Venerdì l'inaugurazione della Fondazione Antonio Megalizzi

Radio News

Venerdì l'inaugurazione della Fondazione Antonio Megalizzi

Si terrà venerdì prossimo, 14 febbraio, alle ore 10,30, presso la Sala Depero del Palazzo della Provincia di Trento, la cerimonia d'apertura della Fondazione intitolata ad Antonio Megalizzi, il giovane speaker rimasto vittima dell'attentato terroristico di Strasburgo dello scorso dicembre 2018. Un modo per ricordare ancora la personalità del giornalista che, con grande impegno e determinazione, coltivava la sua passione riconosciuta da molti, anche dagli stessi addetti ai lavori che hanno apprezzato il lodevole lavoro di Antonio.

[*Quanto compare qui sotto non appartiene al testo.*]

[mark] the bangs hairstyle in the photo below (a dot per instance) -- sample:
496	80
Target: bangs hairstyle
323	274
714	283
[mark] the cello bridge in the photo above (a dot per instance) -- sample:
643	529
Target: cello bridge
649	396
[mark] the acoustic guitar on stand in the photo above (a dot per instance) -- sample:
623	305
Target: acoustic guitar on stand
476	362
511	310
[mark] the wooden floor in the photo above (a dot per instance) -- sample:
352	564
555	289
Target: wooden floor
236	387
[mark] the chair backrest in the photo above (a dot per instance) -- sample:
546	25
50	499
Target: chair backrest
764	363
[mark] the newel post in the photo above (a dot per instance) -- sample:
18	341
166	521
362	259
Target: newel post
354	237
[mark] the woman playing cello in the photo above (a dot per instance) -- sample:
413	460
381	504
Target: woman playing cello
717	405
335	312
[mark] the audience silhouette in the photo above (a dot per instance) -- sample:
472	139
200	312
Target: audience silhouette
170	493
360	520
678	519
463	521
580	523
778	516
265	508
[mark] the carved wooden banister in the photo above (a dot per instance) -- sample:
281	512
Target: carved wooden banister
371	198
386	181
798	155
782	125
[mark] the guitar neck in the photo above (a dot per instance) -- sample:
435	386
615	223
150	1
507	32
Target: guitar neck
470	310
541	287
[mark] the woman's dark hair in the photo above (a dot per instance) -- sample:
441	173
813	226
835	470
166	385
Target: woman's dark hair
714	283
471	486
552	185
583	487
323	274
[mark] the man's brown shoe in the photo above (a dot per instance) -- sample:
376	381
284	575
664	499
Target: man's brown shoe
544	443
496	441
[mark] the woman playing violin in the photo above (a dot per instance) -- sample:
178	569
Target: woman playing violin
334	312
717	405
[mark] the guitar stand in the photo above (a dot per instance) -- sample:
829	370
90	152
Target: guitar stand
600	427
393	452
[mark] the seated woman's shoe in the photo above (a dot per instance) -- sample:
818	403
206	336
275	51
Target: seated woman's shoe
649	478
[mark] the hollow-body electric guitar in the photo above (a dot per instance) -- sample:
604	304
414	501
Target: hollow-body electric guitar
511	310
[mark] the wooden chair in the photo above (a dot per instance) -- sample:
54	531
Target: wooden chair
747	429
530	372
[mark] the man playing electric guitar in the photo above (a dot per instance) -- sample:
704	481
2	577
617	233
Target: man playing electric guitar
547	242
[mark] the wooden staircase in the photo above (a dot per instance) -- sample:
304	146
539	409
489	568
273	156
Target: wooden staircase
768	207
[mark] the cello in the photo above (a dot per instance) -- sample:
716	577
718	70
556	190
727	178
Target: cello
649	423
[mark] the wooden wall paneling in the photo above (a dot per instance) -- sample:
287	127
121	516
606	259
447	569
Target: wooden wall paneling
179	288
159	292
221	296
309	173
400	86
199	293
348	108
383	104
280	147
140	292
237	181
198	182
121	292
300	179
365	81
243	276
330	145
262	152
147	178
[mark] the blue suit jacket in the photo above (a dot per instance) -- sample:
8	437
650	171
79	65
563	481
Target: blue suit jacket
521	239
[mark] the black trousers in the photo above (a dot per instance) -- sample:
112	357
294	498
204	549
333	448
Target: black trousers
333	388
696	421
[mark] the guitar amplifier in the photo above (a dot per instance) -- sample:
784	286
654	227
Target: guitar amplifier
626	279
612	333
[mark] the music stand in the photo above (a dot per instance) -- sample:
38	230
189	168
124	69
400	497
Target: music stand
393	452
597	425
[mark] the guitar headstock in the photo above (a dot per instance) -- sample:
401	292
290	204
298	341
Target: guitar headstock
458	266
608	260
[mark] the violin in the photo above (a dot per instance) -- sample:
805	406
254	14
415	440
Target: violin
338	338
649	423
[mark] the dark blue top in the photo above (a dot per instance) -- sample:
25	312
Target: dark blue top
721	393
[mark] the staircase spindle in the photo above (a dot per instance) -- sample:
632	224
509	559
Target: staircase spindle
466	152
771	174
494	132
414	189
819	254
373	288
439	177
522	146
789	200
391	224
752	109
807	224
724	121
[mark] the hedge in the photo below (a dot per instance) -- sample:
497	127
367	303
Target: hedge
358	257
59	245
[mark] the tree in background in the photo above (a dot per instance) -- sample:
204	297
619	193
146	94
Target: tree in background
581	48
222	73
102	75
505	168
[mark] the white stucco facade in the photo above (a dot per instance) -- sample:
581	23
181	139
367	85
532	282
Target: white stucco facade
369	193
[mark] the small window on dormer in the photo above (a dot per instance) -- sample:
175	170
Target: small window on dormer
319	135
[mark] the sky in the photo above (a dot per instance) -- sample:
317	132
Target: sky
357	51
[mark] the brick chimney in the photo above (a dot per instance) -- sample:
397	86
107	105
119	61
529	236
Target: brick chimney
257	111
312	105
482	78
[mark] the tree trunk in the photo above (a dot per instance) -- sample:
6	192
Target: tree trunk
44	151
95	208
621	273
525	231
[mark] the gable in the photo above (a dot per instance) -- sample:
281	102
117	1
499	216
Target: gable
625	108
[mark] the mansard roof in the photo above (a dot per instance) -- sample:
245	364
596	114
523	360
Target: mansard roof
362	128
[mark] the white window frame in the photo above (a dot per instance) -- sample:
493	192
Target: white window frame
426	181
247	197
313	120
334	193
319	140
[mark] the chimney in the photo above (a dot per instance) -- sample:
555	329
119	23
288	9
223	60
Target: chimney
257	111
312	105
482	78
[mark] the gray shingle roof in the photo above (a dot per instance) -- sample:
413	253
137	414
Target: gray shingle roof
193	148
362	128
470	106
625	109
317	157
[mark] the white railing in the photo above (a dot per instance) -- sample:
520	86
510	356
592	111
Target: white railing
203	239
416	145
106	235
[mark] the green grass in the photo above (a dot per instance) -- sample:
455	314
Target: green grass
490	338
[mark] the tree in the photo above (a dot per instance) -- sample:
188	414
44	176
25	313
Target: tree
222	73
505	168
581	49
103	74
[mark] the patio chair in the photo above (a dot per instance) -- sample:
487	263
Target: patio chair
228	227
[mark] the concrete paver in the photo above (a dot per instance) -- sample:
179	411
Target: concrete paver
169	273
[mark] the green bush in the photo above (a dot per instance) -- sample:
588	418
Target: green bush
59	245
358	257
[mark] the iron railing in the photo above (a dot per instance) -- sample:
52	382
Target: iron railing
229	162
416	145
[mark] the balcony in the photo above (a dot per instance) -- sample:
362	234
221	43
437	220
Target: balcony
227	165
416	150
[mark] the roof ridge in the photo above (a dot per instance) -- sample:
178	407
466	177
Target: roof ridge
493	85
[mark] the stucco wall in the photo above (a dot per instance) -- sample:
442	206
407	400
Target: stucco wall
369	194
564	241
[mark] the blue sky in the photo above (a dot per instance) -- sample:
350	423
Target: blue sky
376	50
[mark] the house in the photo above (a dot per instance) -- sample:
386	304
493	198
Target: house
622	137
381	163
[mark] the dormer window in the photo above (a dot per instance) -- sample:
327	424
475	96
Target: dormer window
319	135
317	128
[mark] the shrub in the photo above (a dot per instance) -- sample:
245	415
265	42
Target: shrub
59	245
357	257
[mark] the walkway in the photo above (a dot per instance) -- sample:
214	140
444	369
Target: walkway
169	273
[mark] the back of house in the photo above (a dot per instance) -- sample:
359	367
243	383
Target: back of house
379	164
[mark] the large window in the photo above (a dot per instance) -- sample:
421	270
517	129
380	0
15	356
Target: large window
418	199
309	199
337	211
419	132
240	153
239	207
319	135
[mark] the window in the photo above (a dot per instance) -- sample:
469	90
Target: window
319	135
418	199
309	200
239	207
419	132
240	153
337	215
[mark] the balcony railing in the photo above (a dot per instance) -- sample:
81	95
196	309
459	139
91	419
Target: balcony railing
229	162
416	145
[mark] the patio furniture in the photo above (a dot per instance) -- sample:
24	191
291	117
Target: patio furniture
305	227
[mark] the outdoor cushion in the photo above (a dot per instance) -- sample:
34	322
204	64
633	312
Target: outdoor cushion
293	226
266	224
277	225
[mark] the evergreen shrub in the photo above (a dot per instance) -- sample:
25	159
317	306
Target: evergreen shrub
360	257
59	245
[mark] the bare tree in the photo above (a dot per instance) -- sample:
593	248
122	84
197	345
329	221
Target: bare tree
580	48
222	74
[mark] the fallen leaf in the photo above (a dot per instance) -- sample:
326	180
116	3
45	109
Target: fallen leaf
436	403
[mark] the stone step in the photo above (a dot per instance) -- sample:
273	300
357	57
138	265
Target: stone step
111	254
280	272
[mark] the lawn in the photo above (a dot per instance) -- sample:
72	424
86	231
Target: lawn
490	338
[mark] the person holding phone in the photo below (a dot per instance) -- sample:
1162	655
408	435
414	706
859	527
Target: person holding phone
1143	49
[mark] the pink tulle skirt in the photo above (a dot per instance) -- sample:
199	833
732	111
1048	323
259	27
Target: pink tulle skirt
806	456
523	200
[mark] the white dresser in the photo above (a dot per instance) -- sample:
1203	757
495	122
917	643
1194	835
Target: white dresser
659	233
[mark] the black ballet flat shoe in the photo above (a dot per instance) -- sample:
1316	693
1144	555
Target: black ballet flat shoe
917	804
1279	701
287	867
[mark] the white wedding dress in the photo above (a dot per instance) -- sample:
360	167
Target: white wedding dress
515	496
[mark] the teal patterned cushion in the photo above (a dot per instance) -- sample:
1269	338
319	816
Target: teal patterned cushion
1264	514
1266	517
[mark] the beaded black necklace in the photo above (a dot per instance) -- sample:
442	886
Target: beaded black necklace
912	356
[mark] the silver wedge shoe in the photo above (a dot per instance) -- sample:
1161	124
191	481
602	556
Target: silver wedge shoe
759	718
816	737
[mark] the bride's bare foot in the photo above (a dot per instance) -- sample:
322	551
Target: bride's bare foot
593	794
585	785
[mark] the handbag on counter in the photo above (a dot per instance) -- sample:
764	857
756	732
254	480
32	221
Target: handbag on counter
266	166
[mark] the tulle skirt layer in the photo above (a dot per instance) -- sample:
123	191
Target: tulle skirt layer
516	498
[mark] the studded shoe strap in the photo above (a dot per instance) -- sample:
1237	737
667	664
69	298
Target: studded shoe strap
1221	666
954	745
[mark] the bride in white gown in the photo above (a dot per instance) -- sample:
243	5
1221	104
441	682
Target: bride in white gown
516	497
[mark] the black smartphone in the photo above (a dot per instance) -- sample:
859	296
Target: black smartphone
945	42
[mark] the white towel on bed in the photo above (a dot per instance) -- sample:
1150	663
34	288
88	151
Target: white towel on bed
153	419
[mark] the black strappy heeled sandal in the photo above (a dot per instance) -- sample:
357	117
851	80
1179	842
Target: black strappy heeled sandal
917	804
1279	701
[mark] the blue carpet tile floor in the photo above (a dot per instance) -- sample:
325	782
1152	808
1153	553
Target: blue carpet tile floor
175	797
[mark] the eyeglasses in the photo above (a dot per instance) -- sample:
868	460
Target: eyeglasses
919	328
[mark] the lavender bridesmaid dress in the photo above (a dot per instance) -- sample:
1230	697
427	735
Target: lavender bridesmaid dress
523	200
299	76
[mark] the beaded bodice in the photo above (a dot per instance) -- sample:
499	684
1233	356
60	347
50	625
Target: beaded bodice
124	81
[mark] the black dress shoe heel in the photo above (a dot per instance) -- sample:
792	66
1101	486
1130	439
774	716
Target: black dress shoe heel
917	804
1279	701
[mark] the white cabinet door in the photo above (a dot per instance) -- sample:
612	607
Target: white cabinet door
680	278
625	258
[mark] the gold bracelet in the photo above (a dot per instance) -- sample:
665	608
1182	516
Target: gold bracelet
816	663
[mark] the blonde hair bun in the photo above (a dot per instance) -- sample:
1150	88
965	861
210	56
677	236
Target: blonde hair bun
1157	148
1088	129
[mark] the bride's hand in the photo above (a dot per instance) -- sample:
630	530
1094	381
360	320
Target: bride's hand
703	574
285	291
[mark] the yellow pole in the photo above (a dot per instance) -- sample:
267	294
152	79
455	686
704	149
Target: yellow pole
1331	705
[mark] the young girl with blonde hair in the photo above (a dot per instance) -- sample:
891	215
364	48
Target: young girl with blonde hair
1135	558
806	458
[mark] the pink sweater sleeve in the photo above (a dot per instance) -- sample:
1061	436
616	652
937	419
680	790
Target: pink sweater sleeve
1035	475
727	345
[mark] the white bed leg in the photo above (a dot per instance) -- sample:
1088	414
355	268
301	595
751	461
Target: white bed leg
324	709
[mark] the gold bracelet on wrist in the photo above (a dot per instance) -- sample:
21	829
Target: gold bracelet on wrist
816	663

Nel corso dell'appuntamento di venerdì saranno presenti i membri della Fondazione a lui dedicata, in particolare, la Presidente, Luana Moresco, il Presidente della Provincia autonoma di Trento, Maurizio Fugatti, il Sindaco del Comune di Trento, Alessandro Andreatta, il Rettore dell'Università, Paolo Collini, il Presidente della Federazione Nazionale Stampa Italiana, Giuseppe Giulietti e il Responsabile editoriale di Europhonica - Raduni, Amanda Luisa Guida.

Anche personalità di spicco del panorama europeo interverranno durante l'inaugurazione, come il Presidente del Parlamento Europeo, David Sassoli, l'europarlamentare Antonio Tajani e l'amministratore delegato della Rai, Fabrizio Salini; il tutto sarà accompagnato, musicalmente, dal coro giovanile "I Minipolifonici" di Trento.

La figura di Antonio Megalizzi è nel cuore di molti: degli amici, dei colleghi e di tutti coloro che, pur non conoscendolo, hanno deciso di rendere omaggio ad una persona che ha fatto della sua passione una missione concreta, con professionalità e diligenza, come avvenuto in quella maledetta giornata a Strasburgo, difficile da dimenticare.

A tutti i componenti della Fondazione di Antonio va il nostro saluto e il plauso per aver voluto evidenziare e ricordare, mediante tale organizzazione, il contributo professionale apportato dal talentuoso giornalista radiofonico.